Commit Graph

263 Commits (815f740f4c4f4253dffd0a18471eb9ba02f39c0a)

Author SHA1 Message Date
Jonathan A. Sternberg 7d043dbc61 Add nanosecond duration literal support 2017-05-19 10:44:11 -05:00
Jonathan A. Sternberg 57a2abbc87 Restrict top() and bottom() selectors to be used with no other functions 2017-04-14 10:23:07 -05:00
Jonathan A. Sternberg a550d323c4 Restrict fill(none) and fill(linear) to be usable only with aggregate queries 2017-04-10 15:58:05 -05:00
zhexuany 232fdae6dd introduce a new function non_negative_difference 2017-03-31 23:08:36 +08:00
Jonathan A. Sternberg 3e52ec7ca2 Merge pull request #7762 from influxdata/js-6541-timezone-support
Support timezone offsets for queries
2017-03-28 10:39:07 -05:00
Jonathan A. Sternberg ccf0cb8371 Fix query parser when using addition and subtraction without spaces
Additionally, support unary addition and subtraction for variables,
calls, and parenthesis expressions.
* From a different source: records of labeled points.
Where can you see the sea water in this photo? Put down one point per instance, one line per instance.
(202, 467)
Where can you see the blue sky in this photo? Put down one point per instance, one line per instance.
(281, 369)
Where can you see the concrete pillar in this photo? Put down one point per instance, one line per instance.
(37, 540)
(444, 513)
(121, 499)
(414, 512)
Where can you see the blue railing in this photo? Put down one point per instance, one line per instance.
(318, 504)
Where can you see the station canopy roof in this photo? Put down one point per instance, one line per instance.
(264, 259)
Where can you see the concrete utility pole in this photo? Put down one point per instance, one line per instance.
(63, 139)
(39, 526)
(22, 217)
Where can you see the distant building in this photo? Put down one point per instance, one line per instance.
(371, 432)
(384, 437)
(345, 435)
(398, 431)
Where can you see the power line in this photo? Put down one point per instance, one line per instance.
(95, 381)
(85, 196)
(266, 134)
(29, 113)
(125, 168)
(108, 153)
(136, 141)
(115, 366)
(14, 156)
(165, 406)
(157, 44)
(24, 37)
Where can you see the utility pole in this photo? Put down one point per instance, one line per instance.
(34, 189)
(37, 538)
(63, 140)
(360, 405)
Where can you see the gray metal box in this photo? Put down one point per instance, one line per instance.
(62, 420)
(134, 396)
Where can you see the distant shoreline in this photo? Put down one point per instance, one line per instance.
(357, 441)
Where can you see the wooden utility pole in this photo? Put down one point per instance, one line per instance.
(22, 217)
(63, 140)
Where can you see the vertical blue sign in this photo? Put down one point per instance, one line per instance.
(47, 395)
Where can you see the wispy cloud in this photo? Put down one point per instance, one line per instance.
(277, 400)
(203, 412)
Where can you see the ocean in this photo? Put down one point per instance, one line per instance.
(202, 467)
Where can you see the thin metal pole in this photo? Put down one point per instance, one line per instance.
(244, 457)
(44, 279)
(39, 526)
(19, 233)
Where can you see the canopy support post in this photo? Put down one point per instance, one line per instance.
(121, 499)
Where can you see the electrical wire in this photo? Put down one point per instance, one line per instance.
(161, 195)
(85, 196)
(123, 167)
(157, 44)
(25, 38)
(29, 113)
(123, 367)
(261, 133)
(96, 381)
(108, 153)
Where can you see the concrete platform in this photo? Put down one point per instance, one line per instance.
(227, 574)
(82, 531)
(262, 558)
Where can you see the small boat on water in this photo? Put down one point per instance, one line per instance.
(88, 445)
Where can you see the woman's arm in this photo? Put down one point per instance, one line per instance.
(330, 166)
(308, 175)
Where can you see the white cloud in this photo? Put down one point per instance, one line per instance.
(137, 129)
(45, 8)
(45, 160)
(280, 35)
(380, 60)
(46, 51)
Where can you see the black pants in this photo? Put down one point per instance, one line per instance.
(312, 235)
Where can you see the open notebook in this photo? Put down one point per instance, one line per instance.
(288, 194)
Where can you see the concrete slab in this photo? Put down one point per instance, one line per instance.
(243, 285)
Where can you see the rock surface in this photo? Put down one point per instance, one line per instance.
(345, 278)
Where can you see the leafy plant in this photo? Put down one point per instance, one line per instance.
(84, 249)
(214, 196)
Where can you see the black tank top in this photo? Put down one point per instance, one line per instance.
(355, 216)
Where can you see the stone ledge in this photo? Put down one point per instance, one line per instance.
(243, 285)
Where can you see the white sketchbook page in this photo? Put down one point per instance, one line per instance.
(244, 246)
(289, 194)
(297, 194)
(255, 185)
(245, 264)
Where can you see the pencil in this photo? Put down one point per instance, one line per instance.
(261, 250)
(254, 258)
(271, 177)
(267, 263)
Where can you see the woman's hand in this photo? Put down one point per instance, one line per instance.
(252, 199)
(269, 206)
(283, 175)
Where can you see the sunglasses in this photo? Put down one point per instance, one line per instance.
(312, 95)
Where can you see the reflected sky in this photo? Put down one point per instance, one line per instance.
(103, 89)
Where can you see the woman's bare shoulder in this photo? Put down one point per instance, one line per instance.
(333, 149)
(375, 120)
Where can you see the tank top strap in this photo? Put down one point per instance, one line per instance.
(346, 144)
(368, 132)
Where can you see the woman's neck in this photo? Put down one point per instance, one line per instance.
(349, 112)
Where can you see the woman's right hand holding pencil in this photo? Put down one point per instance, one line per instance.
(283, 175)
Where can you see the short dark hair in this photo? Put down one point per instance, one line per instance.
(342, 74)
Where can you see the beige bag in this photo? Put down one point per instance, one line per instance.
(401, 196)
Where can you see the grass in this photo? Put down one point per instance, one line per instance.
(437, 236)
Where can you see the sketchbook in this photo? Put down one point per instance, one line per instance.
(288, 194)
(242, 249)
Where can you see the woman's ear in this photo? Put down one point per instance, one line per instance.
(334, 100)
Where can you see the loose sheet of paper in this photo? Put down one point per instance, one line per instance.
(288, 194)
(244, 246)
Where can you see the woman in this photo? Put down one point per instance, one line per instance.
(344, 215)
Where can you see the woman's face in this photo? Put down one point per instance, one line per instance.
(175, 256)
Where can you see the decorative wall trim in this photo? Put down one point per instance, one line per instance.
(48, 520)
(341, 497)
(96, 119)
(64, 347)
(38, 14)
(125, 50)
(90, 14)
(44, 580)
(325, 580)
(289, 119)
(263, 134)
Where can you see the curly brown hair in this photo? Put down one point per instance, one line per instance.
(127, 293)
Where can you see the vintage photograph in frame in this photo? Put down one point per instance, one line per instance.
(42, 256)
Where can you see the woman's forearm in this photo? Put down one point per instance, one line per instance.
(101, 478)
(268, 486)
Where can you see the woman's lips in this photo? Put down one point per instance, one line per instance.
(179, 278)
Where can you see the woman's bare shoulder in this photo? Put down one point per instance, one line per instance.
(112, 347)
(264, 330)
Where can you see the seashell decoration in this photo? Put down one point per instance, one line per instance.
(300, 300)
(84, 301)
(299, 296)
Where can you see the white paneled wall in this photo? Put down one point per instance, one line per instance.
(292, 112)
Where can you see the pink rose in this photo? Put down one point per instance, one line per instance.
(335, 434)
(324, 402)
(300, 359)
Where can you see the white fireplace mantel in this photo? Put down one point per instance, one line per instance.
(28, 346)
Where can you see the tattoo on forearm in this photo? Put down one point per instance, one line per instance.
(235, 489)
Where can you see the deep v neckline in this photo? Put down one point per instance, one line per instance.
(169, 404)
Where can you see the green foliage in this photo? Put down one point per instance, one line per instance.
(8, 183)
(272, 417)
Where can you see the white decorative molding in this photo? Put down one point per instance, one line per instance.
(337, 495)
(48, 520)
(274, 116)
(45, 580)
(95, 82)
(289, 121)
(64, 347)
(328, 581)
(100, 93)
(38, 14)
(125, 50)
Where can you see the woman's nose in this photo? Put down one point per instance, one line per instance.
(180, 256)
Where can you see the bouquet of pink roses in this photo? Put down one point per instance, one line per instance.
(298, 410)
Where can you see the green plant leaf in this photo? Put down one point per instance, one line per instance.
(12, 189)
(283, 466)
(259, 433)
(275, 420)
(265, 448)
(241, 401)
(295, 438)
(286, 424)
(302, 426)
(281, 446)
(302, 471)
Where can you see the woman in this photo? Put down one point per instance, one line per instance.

Doing `-value` will be the
equivalent of doing `-1 * value` now.
2017-03-24 12:52:19 -05:00
Jonathan A. Sternberg 347b01814e Support timezone offsets for queries
The timezone for a query can now be added to the end with something like
`TZ("America/Los_Angeles")` and it will localize the results of the
query to be in that timezone. The offset will automatically be set to
the offset for that timezone and offsets will automatically adjust for
daylight savings time so grouping by a day will result in a 25 hour day
once a year and a 23 hour day another day of the year.

The automatic adjustment of intervals for timezone offsets changing will
only happen if the group by period is greater than the timezone offset
would be. That means grouping by an hour or less will not be affected by
daylight savings time, but a 2 hour or 1 day interval will be.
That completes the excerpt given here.